8. “Halftime” (Large Professor)
Extra P’s lo-fi scramble of bass, horn flurries, and vocal chops sounds dusty nearly 30 years after this song’s release, but gotdamn if this beat doesn’t still bump.
7. “Life’s a Bitch” (L.E.S.)
The premise of this list is a trap. To say that this pristine flip of The Gap Band’s “Yearning for Your Love” — and that luscious brass outro played by Nas’ pops, Olu Dara — belongs in the bottom third of this batch is just ludicrous. But a nine-way tie is senseless, so here we are.
6. “One Love” (Q-Tip)
The Abstract’s lone contribution is worth every second of phone time and every dollar on the books. Jail mail has never sounded so ill.
5. “Memory Lane (Sittin’ in da Park)” (DJ Premier)

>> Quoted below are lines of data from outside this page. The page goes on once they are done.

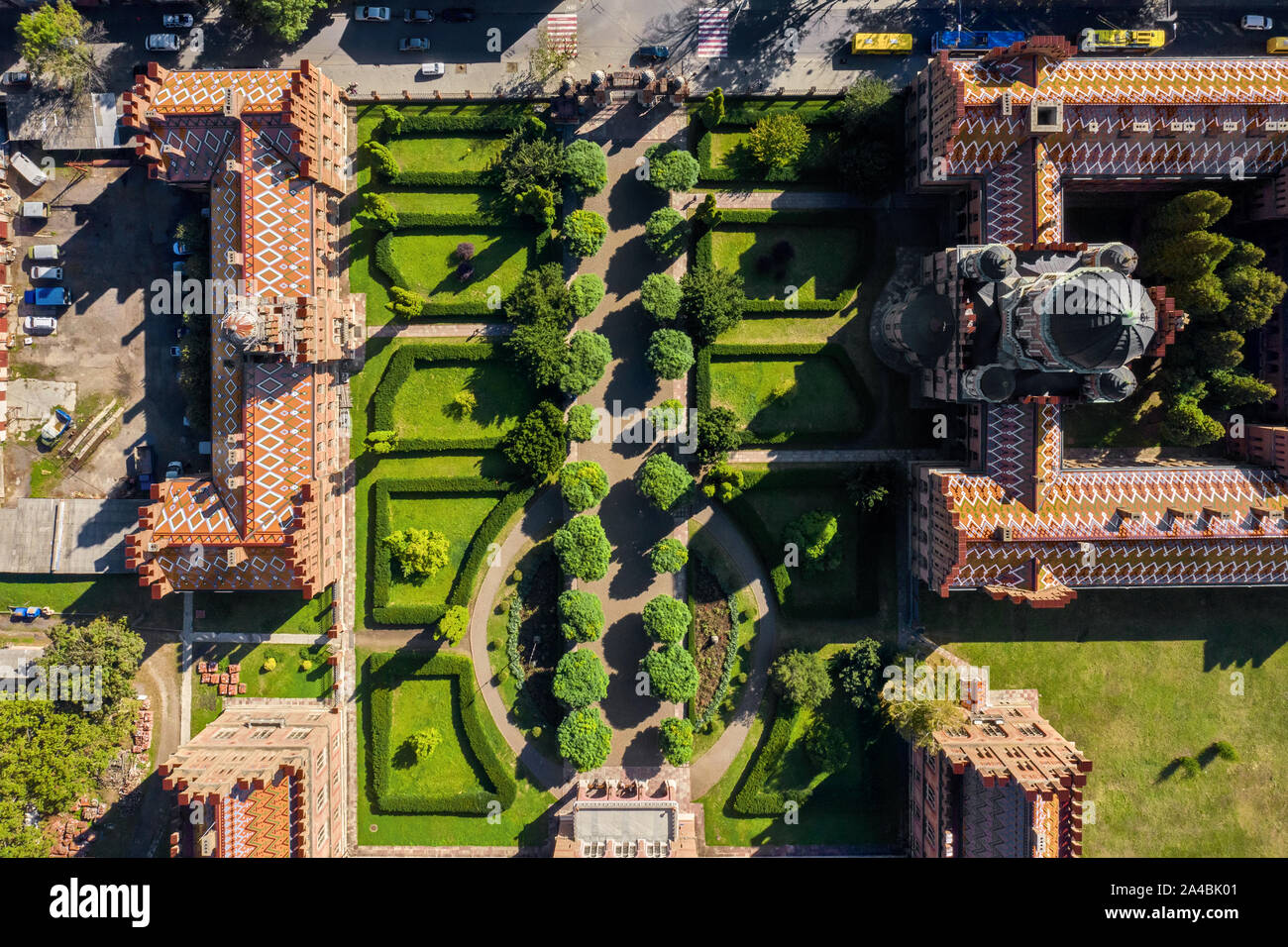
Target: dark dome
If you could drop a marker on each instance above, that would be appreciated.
(1098, 320)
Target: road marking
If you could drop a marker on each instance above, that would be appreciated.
(712, 31)
(562, 29)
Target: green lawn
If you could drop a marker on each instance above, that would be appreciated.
(827, 261)
(425, 261)
(423, 406)
(791, 394)
(523, 823)
(1138, 680)
(287, 680)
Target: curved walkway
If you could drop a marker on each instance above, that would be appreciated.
(711, 766)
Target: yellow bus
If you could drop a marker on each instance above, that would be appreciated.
(881, 43)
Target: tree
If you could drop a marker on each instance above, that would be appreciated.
(583, 484)
(677, 740)
(580, 678)
(717, 433)
(778, 140)
(666, 232)
(670, 167)
(666, 618)
(583, 548)
(419, 553)
(711, 302)
(454, 624)
(588, 357)
(662, 480)
(670, 354)
(660, 295)
(814, 534)
(581, 616)
(585, 294)
(585, 167)
(539, 444)
(668, 556)
(671, 673)
(584, 232)
(585, 738)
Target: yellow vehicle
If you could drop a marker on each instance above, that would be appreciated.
(1093, 40)
(881, 43)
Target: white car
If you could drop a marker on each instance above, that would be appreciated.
(162, 43)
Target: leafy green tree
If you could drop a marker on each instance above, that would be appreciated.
(419, 553)
(589, 355)
(711, 302)
(677, 740)
(584, 232)
(581, 616)
(660, 295)
(580, 678)
(539, 444)
(585, 167)
(671, 673)
(583, 548)
(666, 618)
(778, 140)
(585, 738)
(670, 354)
(583, 484)
(668, 556)
(802, 678)
(662, 480)
(666, 232)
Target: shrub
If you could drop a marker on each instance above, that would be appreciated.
(662, 480)
(583, 548)
(815, 536)
(580, 678)
(660, 295)
(585, 292)
(583, 421)
(589, 355)
(584, 232)
(666, 618)
(668, 556)
(802, 678)
(677, 740)
(583, 484)
(670, 354)
(581, 616)
(666, 232)
(585, 167)
(671, 673)
(585, 738)
(454, 624)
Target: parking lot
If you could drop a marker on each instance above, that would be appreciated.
(114, 228)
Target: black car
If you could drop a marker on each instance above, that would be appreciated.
(458, 14)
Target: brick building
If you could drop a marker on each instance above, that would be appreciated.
(1006, 133)
(269, 147)
(266, 780)
(1003, 785)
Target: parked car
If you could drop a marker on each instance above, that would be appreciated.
(162, 43)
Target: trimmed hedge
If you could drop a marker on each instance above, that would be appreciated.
(511, 500)
(384, 672)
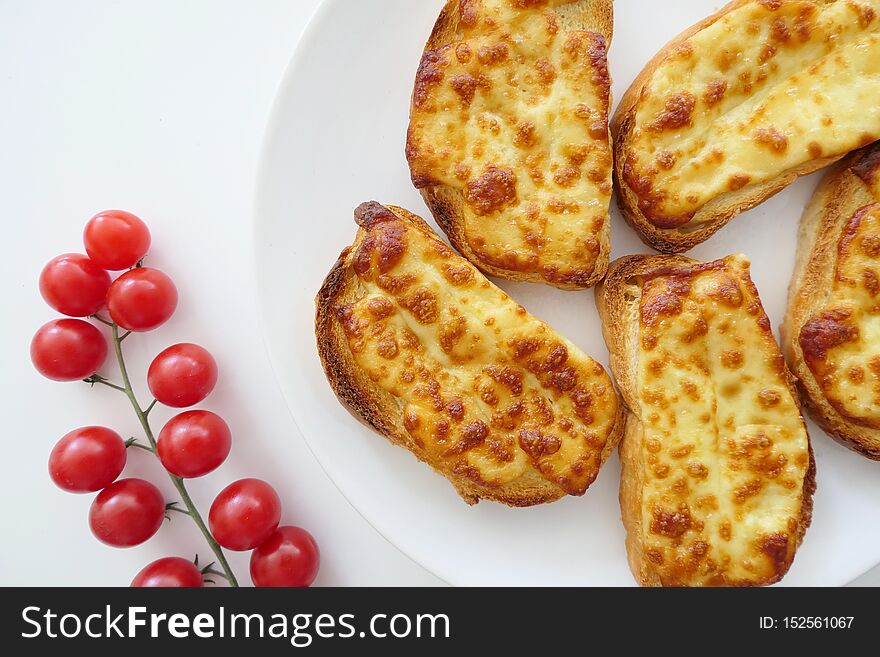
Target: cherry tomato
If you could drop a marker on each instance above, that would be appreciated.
(182, 375)
(68, 350)
(87, 459)
(244, 514)
(116, 239)
(74, 285)
(127, 513)
(194, 443)
(289, 557)
(170, 572)
(142, 299)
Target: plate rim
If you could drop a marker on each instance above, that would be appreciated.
(310, 33)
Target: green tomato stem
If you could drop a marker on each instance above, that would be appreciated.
(142, 414)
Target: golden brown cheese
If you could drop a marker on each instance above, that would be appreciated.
(725, 451)
(763, 89)
(485, 388)
(841, 342)
(514, 115)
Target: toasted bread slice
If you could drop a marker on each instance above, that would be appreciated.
(717, 472)
(429, 353)
(831, 333)
(738, 106)
(508, 138)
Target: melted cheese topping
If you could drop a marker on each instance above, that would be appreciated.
(490, 392)
(841, 342)
(765, 88)
(724, 451)
(514, 115)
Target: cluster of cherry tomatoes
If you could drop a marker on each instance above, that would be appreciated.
(127, 512)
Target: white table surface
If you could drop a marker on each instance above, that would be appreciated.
(159, 108)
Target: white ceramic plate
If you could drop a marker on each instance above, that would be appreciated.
(336, 138)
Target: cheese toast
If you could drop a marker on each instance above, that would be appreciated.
(717, 472)
(428, 352)
(737, 107)
(508, 138)
(831, 332)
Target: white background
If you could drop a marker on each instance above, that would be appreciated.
(158, 108)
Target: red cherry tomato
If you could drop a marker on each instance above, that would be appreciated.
(170, 572)
(182, 375)
(141, 299)
(87, 459)
(116, 239)
(194, 443)
(74, 285)
(127, 513)
(244, 514)
(68, 350)
(289, 557)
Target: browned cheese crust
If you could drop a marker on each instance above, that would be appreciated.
(508, 138)
(717, 472)
(831, 332)
(420, 346)
(737, 107)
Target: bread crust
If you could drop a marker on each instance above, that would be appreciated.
(617, 300)
(718, 212)
(382, 412)
(448, 206)
(840, 194)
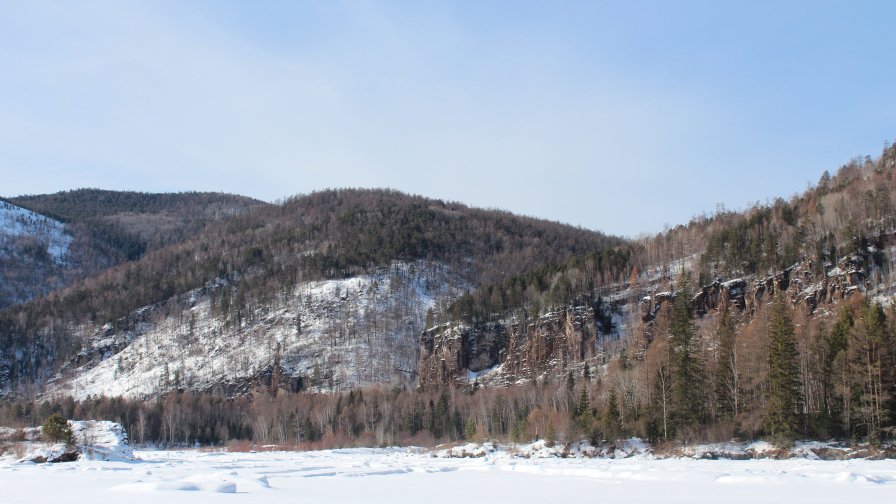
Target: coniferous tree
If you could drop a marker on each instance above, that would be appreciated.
(785, 395)
(688, 395)
(727, 374)
(612, 417)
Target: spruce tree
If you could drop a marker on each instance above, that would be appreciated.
(612, 418)
(727, 377)
(688, 395)
(785, 395)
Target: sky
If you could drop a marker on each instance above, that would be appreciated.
(624, 117)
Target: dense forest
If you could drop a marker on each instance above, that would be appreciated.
(104, 229)
(766, 380)
(256, 256)
(779, 371)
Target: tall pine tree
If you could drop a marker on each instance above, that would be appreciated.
(688, 394)
(727, 374)
(785, 395)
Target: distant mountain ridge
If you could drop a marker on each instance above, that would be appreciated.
(253, 259)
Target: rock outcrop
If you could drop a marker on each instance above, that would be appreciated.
(549, 346)
(496, 353)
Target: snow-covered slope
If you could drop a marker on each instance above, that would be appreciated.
(373, 476)
(91, 440)
(17, 222)
(323, 335)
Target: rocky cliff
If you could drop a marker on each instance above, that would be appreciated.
(566, 339)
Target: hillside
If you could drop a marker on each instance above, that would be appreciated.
(330, 290)
(53, 240)
(686, 346)
(351, 317)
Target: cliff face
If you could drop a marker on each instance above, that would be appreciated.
(497, 354)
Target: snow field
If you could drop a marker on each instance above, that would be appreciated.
(414, 476)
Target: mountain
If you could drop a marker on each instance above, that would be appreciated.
(695, 310)
(324, 291)
(369, 317)
(50, 241)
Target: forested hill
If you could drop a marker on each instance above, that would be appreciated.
(777, 321)
(238, 270)
(131, 223)
(50, 241)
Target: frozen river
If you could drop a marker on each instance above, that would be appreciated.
(411, 476)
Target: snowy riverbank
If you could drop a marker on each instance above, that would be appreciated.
(414, 475)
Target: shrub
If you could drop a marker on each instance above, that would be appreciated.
(57, 429)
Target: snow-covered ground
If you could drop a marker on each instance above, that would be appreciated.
(16, 221)
(335, 334)
(414, 476)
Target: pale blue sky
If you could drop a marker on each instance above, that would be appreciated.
(618, 116)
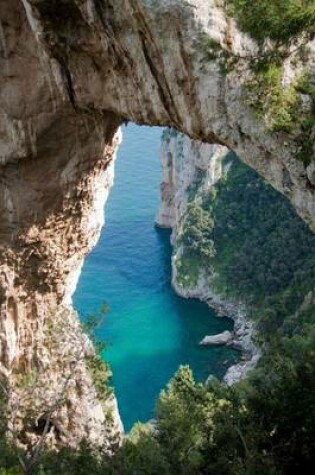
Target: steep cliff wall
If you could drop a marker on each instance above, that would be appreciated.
(71, 72)
(189, 171)
(238, 244)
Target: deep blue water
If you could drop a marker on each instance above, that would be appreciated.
(149, 330)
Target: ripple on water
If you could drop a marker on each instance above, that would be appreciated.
(149, 330)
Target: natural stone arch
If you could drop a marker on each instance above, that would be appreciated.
(73, 71)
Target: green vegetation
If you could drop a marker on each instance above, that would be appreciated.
(261, 251)
(278, 20)
(196, 239)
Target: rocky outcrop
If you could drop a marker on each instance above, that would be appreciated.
(218, 339)
(189, 170)
(71, 72)
(189, 167)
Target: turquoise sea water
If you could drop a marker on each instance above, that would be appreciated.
(149, 330)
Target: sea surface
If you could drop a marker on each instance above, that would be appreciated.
(149, 330)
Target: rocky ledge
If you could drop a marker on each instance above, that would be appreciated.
(242, 336)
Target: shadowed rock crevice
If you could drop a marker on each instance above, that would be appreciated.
(71, 72)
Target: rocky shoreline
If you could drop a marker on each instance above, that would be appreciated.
(243, 328)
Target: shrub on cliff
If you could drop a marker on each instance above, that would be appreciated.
(279, 20)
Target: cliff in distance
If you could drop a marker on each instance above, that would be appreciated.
(71, 73)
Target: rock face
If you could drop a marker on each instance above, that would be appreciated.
(188, 166)
(189, 169)
(218, 339)
(70, 73)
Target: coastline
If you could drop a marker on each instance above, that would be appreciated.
(243, 327)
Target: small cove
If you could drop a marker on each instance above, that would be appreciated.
(149, 330)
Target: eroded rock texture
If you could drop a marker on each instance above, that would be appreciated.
(71, 72)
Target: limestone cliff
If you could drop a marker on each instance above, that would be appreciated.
(189, 170)
(71, 72)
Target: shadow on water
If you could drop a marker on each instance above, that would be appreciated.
(149, 330)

This track’s “woo woo woo!” refrains are like a dream sequence that plants your ass on a splintered bench right in the middle of Queensbridge.
4. “Represent” (DJ Premier)
When theater organist Lee Erwin composed “Thief of Bagdad” for silent film, he probably never imagined that decades later it’d be chopped the fuck up and flipped for a young wordsmith to shout out his whole hood before his homies hop on the mic and talk some more shit. Preemo must’ve dove into the deep end of his crates for this one.
3. “The World Is Yours” (Pete Rock)
The record scratches, the horn squeals, the cold piano keys — is there any better music for a ghetto griot to plot world domination?
2. “It Ain’t Hard to Tell” (Large Professor)
It ain’t hard to tell that sampling Michael Jackson in 1994 — on your debut album — was a stunt. Nas brought “Human Nature” to the hood and made a(nother) classic.
1. “N.Y. State of Mind” (DJ Premier)
Preemo’s heart beats boom-bap, and this is truly one of his finest works. It’s street, urgent, and funky — the perfect canvas for Nas’ action-packed HD storytelling. The only thing more impressive than this beast of a beat is that Premier upgraded the instrumental five years later for “N.Y. State of Mind, Pt. 2.”